The last time I remember having a “style” is around the third grade. During that year, and all the ones leading up to it, I had a definite style. You could look at certain items of clothing or jewelry and think, “That looks like Jen!”
What was that style?
If it had ruffles, lace, pink, purple or in any way resembled a ballerina or bride, it was for me. The foofier the better. My bed was covered in Pepto-pink ruffles from floor to ceiling. Literally. It was a canopy bed. I could, and would, wear dresses and “gowns” every.single.day.
Once I hit about fourth grade, though, peer pressure hit. The teasing began for wearing “baby” dresses, and the pressure to wear a certain brand of jeans or shoes mounted higher and higher. So I, of course, began to embrace the popular styles.
Not giving any thought to whether or not I actually liked the look. As long as the look got me liked, I liked it.
In high school the peer pressure for brand names and the like lessened quite a bit. But quite a bit of damage had been done by the ever-sought-after “popular” girls in late elementary and junior high school.
I could not step outside without make up on. Especially lipstick. If I had to go out without it, I felt naked. I would get asked if I felt okay because I “looked tired.” And that was mortifying to me. Whatever “style” in clothing I picked was more to try to look “grown up” rather than have an actual look.
This continued through until late college, during which time I started to put together my “professional” wardrobe.
I graduated with an early-elementary education degree. So I threw myself headlong into the “teacher look.” You know the one: denim dresses, empire waistlines, silk-screened sweatshirts, and those awful work trousers with the pleats in the front. Yeah.
Then came kids. And my style became “early motherhood.”… AKA survival. Comfort. Ease. Oh, I would dress up on occasion but my default was comfortable, easy to wear, easy to clean.
Then recently I was dressed up for one such occasion and I received a compliment that was not intended as back-handed, but it felt that way.
“You look nice! You’re not really the type to wear dresses, or outfits, really, so this is a huge change!”
It really took me aback. I thought to myself, “But I am the type to wear dresses and skirts and look pretty!!”
Since then, I’ve lost 15 pounds, had another baby and gained that weight back – and then some. I’ve yo-yo’d over and over, and my self image has taken a beating. And my style-resurgence has taken a back seat to that all-famed time of “when I’ve lost the weight…”
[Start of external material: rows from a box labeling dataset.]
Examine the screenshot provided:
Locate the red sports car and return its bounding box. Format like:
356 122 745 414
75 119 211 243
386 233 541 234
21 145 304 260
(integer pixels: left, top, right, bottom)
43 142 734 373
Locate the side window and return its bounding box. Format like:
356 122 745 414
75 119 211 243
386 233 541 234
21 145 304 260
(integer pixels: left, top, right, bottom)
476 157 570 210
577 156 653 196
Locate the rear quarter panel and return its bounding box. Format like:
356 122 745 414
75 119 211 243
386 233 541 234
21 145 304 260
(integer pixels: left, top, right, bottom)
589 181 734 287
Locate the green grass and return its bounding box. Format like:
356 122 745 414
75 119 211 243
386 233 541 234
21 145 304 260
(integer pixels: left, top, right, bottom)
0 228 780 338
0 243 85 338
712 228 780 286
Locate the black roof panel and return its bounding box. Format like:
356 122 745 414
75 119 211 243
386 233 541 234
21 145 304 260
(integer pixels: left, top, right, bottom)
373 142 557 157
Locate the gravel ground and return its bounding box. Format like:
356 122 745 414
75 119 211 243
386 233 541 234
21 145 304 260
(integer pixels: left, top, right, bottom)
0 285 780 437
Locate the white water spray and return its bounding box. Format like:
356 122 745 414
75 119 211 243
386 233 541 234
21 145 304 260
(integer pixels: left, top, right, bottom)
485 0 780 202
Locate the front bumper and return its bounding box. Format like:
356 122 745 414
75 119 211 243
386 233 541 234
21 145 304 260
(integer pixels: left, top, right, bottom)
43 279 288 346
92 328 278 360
Somewhere in there, as well, I have sort of prided myself on the fact that I’m comfortable enough to go to the shop or drop the kids at school with a pony-tail with more fly-aways than an air field, pilling track suits, and perhaps even a pajama top under my coat. I’m so comfortable in my own skin this doesn’t bother me.
Truth is, I think I was thinking I wasn’t worth it. I mean, what right do I have to want to look pretty, wear nice accessories and shiny lip gloss when there are moms halfway around the world just struggling to feed their kids, or put any clothes on them at all??
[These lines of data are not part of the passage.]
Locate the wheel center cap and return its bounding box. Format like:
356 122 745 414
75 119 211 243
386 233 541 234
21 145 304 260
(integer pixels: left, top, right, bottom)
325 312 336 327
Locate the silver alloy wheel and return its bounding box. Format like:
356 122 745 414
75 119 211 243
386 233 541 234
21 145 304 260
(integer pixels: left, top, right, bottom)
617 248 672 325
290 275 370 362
And so I in a way, I think I prided myself on “suffering” like those less fortunate than me.
The past couple of years have been a journey of rediscovering who I am. As a person. As a wife. A mom. And a child of God. I’m still discovering it. I’ve been spending more and more time in prayer, meditating on Scripture, and discussing the messy journey of faith with people of all walks of life, faith and system of belief. I’m making an effort to make healthier, wiser choices with my food and activity level (note, I said an effort…)
Through all of this, I’ve discovered that expressing myself through the written word, song and movement is a need for me. Just like water or breathing. I wither when I neglect those things; and I thrive when I incorporate them into my life in a healthy balance.
And I think that maybe, just maybe, I need to do the same thing with my appearance. I don’t want to swing the pendulum so far that I become truly vain, or my appearance becomes an idol; an obsession.
But I’m going to start the journey of rediscovering who I am in my style. I’ve been experimenting the past few days. Some looks have worked – I may just be addicted to the red-lip look I didn’t think I could pull off; and the side messy bun is cute if I say so myself. And some looks…haven’t worked so well – the brown-toned outfit with my purple Doc Marten’s to add a pop of the unexpected…yeah, not so much.
I honestly don’t really know the point of this post other than the transparency of where I am in this journey. It’s hard for me to hit “publish” on a post that is so jumbled and seems like just a bunch of discombobulated thoughts, feelings, doubts and memories.
But, hey, this is where I am; who I am right now.
What about you? Do you have a style? Have you lost a little bit of who you are? What are you doing to find it?